Now is a good time to talk a little more about our protagonist. A desperately energetic, aggressively friendly traveler of space and time, the protagonist will stop at nothing to make new friends. They lie and flaunt their powers and make clumsy, earnest efforts to solve their prospective friends’ foundational issues. John comes across as desperate for literally any human contact, so his interactions with the protagonist are amusing and straightforward.

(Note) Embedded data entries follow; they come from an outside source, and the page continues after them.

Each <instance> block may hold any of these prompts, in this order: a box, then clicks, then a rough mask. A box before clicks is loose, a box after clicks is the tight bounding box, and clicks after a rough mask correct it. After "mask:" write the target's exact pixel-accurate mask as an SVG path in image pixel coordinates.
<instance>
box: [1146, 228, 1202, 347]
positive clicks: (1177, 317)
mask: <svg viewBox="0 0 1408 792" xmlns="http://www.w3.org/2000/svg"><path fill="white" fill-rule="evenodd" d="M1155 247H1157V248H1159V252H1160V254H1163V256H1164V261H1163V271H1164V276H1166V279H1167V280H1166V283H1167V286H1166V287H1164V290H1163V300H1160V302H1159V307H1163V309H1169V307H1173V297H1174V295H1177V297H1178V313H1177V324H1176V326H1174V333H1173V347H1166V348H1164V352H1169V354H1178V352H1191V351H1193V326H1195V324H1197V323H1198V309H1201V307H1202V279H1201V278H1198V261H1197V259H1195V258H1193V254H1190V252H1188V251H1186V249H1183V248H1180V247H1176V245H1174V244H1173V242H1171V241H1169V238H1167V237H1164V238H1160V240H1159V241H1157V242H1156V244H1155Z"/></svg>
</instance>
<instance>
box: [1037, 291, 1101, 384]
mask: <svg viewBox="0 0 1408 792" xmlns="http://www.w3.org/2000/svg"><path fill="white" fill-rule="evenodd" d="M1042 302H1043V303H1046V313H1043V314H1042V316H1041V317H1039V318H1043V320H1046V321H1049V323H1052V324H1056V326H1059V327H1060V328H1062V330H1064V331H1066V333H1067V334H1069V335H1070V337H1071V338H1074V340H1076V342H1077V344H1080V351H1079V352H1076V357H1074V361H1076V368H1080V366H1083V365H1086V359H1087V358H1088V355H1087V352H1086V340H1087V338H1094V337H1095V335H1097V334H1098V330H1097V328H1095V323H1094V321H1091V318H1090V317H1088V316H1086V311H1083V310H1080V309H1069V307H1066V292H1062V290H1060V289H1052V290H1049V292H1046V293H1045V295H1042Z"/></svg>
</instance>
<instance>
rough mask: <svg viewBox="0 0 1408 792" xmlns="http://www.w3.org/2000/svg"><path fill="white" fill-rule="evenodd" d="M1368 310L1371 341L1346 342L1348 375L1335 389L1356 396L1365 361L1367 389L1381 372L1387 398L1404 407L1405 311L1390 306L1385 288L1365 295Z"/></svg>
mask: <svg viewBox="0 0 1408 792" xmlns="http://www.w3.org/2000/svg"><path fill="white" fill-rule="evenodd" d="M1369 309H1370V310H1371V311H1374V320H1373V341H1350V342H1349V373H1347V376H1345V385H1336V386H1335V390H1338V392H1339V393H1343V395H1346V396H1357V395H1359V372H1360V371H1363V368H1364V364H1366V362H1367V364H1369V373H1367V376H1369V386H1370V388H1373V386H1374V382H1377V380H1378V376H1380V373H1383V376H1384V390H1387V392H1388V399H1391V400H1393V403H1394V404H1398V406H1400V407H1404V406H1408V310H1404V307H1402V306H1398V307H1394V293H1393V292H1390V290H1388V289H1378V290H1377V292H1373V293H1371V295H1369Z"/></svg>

Rose has a more nuanced perspective. She constantly challenges the actual “friendliness” of the protagonist, and yet she’s somewhat charmed by their absurd attempts at kindness. What results is a fun, compelling dynamic between the two characters, the protagonist embodying pure affectionate insanity while Rose provides a sardonic counterbalance. Whether you’re discussing magic, homoerotic wizard fiction, or alcoholism with her, Rose is well worth befriending.
High Ground View
Pesterquest, throughout both of its first volumes, exhibits a meme-savvy, self-aware sense of humor. Furthermore, the game utilizes the concept of branching paths to uncover mysteries, discern character traits, and discover the various absurdities of the Homestuck universe. While there’s a difference in quality between the two volumes, Pesterquest maintains a satisfying flow throughout. More volumes are forthcoming, and it will be good news if they can preserve this fascinating, ridiculous groove.
Game title: Pesterquest
Game description: Pesterquest is a visual novel set in the Homestuck universe. Use powers of teleportation and time travel to zap between Earth and Alternia, prosecuting your eternal war against loneliness. Make choices and explore their consequences, gleaning more information about this world and the people inhabiting it. Prepare for meta-humor, colorful illustrations, and some jammin’ beats.
Volume One - 6/10
Volume Two - 8/10
Audiovisuals - 8/10
Writing & Humor - 7/10
It took a little while for me to “get” Pesterquest. As a newcomer to its universe and genre, I wasn’t immediately drawn in by the character of John or the events occurring around him. However, I was charmed by the aesthetics and the humor, and once I set about befriending Rose, I was in. Pesterquest is irreverent, silly, and often curiously insightful. I almost believed that there was no game to a visual novel. But, of course, I didn’t realize then that the real game was the friends we made along the way.
- Humor is meta and self-aware.
- Rose is a sarcastic, damaged, interesting character.
- Audiovisuals set the tone nicely.
- A bit of a slow start.
- John didn’t grab me as a character.
- Budgetary constraints often mean that art assets and descriptions don’t match.